[View in Colaboratory](https://colab.research.google.com/github/davidvela/testColabGH/blob/master/KaggTUT.ipynb)

# KAGGLE TUT
https://www.kaggle.com/learn/deep-learning

**created: 20.08.2018**

Dan Becker - Data Scientist
Dan has done data science consulting for 6 companies in the Fortune 100 and contributed to the Keras library for deep learning. He has a PhD in Econometrics.

I need to download the utils locally and run it ... or load the models in Colab. 

# Intro - dog pred. 
https://www.kaggle.com/dansbecker/programming-in-tensorflow-and-keras/notebook 

In [0]:
# Imports: 
# 1 read data 
from os.path import join

# 2 pre-processing
import numpy as np
from tensorflow.python.keras.applications.resnet50 import preprocess_input
from tensorflow.python.keras.preprocessing.image import load_img, img_to_array

# 3 model 
from tensorflow.python.keras.applications import ResNet50

# 4 vis
import sys
from decode_predictions import decode_predictions
from IPython.display import Image, display
import json


In [0]:
class_dir = '../input/resnet50/imagenet_class_index.json'
utils_dir = '/kaggle/input/python-utility-code-for-deep-learning-exercises/utils'
image_dir = '../input/dog-breed-identification/train/'
model_weights = '../input/resnet50/resnet50_weights_tf_dim_ordering_tf_kernels.h5'

In [0]:
# read the data ... (dog images)
img_paths = [join(image_dir, filename) for filename in 
                           ['0246f44bb123ce3f91c939861eb97fb7.jpg',
                            '84728e78632c0910a69d33f82e62638c.jpg',
                            '8825e914555803f4c67b26593c9d5aff.jpg',
                            '91a5e8db15bccfb6cfa2df5e8b95ec03.jpg']]


In [0]:
# Function to read and prep images
image_size = 224
def read_and_prep_images(img_paths, img_height=image_size, img_width=image_size):
    imgs = [load_img(img_path, target_size=(img_height, img_width)) for img_path in img_paths]
    img_array = np.array([img_to_array(img) for img in imgs])
    return preprocess_input(img_array)

In [0]:
# 3 create model 
my_model = ResNet50(weights=model_weights)
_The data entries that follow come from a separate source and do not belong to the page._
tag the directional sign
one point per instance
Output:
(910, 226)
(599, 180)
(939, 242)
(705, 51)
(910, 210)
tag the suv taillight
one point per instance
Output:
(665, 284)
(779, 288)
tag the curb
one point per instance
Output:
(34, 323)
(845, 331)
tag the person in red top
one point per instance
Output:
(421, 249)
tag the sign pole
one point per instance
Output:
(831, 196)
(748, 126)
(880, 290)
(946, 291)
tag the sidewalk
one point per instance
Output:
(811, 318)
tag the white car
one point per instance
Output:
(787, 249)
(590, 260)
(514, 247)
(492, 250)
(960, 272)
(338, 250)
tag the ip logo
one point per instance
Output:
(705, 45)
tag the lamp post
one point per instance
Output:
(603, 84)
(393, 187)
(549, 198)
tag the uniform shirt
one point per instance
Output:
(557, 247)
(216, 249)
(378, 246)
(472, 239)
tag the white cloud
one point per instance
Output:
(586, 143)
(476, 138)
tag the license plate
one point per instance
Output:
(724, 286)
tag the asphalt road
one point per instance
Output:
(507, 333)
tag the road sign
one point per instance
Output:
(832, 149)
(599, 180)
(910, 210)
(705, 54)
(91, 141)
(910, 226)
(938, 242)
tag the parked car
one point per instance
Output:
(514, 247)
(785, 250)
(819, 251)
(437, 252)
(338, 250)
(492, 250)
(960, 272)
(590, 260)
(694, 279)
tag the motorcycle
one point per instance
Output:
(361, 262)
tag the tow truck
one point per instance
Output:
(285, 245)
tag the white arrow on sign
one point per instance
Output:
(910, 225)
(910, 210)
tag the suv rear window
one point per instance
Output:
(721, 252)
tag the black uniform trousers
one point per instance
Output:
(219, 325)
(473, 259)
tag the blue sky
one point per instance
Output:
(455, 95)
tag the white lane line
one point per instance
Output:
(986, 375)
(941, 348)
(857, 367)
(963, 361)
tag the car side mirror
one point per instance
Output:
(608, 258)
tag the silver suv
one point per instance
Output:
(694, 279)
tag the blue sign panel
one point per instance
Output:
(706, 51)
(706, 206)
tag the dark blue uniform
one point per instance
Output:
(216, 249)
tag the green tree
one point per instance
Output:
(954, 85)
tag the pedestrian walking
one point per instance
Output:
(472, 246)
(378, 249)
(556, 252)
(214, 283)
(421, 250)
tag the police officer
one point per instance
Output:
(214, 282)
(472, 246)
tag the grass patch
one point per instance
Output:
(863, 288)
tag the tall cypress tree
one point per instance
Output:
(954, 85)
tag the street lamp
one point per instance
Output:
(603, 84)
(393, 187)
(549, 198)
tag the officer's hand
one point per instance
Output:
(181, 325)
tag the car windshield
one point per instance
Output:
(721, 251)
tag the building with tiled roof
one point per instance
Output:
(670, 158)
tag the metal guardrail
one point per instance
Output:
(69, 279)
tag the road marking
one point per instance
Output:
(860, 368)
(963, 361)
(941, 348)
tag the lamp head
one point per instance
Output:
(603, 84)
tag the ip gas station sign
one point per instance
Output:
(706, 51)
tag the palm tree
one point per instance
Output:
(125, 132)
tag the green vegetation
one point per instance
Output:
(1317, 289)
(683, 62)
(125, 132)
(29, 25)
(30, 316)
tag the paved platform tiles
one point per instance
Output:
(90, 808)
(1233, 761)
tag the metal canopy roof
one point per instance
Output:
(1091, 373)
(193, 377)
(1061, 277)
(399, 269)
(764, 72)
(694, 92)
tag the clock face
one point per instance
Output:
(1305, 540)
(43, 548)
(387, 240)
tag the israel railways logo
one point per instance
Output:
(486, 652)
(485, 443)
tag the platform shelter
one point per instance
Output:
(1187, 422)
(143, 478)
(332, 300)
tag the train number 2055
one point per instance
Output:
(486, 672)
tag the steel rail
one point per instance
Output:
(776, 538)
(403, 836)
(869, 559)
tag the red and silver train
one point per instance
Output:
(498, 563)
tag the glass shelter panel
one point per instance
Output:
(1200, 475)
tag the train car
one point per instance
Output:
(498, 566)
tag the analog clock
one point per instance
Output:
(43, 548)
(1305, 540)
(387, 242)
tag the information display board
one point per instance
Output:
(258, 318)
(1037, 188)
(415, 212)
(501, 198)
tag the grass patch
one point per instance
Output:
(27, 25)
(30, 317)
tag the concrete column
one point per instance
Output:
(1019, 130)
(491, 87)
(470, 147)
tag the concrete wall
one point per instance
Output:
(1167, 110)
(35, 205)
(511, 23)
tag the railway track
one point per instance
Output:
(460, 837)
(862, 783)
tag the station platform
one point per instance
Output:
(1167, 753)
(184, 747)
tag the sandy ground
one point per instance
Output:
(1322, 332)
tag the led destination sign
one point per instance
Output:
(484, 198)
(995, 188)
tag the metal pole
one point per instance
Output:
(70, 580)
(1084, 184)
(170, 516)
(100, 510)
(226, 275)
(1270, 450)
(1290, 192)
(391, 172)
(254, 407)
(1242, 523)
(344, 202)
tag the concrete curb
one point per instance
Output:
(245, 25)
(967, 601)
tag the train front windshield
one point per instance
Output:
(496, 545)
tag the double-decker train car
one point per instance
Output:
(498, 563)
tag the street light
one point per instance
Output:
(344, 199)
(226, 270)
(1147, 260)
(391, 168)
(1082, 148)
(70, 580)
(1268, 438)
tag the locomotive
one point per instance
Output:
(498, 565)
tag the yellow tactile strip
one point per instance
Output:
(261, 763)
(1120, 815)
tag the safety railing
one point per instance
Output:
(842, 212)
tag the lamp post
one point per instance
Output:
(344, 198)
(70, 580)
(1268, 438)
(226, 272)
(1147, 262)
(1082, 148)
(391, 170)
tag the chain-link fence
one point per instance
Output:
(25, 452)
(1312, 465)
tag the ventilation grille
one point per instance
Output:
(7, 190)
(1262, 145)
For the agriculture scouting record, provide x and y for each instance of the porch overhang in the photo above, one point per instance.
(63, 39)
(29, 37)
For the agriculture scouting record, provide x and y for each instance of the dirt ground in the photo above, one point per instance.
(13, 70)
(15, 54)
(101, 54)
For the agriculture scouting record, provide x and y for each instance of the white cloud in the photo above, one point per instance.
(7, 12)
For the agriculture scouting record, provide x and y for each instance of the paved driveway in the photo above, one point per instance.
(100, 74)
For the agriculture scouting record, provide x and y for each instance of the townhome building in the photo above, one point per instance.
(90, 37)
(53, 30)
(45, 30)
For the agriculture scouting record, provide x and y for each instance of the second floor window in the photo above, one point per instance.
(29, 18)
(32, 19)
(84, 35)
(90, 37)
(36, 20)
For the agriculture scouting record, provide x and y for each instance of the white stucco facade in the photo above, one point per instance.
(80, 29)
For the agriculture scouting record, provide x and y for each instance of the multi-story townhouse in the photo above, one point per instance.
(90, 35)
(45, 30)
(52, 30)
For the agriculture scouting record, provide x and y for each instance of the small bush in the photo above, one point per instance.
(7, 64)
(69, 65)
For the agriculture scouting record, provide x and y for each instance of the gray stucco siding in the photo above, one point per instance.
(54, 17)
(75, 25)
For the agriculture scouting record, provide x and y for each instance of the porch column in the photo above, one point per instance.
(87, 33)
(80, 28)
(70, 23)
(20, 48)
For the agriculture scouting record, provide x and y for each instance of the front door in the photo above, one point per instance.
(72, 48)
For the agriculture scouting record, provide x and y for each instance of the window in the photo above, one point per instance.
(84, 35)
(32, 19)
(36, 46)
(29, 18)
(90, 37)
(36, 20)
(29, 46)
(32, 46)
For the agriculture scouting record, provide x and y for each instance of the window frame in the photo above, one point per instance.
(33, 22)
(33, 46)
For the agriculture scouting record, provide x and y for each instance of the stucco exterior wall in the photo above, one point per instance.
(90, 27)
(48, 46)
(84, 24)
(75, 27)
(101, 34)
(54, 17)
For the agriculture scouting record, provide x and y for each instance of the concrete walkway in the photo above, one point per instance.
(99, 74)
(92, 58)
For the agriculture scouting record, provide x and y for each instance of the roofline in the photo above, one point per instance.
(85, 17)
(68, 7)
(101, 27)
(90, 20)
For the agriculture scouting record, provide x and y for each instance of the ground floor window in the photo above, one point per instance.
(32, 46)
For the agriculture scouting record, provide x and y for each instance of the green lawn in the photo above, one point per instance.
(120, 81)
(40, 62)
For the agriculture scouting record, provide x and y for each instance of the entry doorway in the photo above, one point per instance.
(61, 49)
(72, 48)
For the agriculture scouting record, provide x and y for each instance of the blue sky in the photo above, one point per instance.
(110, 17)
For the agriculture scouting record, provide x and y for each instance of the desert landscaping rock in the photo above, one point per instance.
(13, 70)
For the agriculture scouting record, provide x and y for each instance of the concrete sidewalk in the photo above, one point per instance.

test_data = read_and_prep_images(img_paths)
preds = my_model.predict(test_data)

In [0]:

def decode_predictions(preds, top=5, class_list_path=None):
  """Decodes the prediction of an ImageNet model.
  Arguments:
      preds: Numpy tensor encoding a batch of predictions.
      top: integer, how many top-guesses to return.
      class_list_path: Path to the canonical imagenet_class_index.json file
  Returns:
      A list of lists of top class prediction tuples
      `(class_name, class_description, score)`.
      One list of tuples per sample in batch input.
  Raises:
      ValueError: in case of invalid shape of the `pred` array
          (must be 2D).
  """
  if len(preds.shape) != 2 or preds.shape[1] != 1000:
    raise ValueError('`decode_predictions` expects '
                     'a batch of predictions '
                     '(i.e. a 2D array of shape (samples, 1000)). '
                     'Found array with shape: ' + str(preds.shape))
  CLASS_INDEX = json.load(open(class_list_path))
  results = []
  for pred in preds:
    top_indices = pred.argsort()[-top:][::-1]
    result = [tuple(CLASS_INDEX[str(i)]) + (pred[i],) for i in top_indices]
    result.sort(key=lambda x: x[2], reverse=True)
    results.append(result)
  return results


In [0]:
# visualize predictions 

# Add directory holding utility functions to path to allow importing
sys.path.append(utils_dir)

most_likely_labels = decode_predictions(preds, top=3, class_list_path=class_dir)

for i, img_path in enumerate(img_paths):
    display(Image(img_path))
    print(most_likely_labels[i])

# Transfer Learning


In [0]:
pass

# 1 - model specification 
from tensorflow.python.keras.applications import ResNet50
from tensorflow.python.keras.models import Sequential
from tensorflow.python.keras.layers import Dense, Flatten, GlobalAveragePooling2D

num_classes = 2
resnet_weights_path = '../input/resnet50/resnet50_weights_tf_dim_ordering_tf_kernels_notop.h5'

my_new_model = Sequential()
my_new_model.add(ResNet50(include_top=False, pooling='avg', weights=resnet_weights_path))
my_new_model.add(Dense(num_classes, activation='softmax'))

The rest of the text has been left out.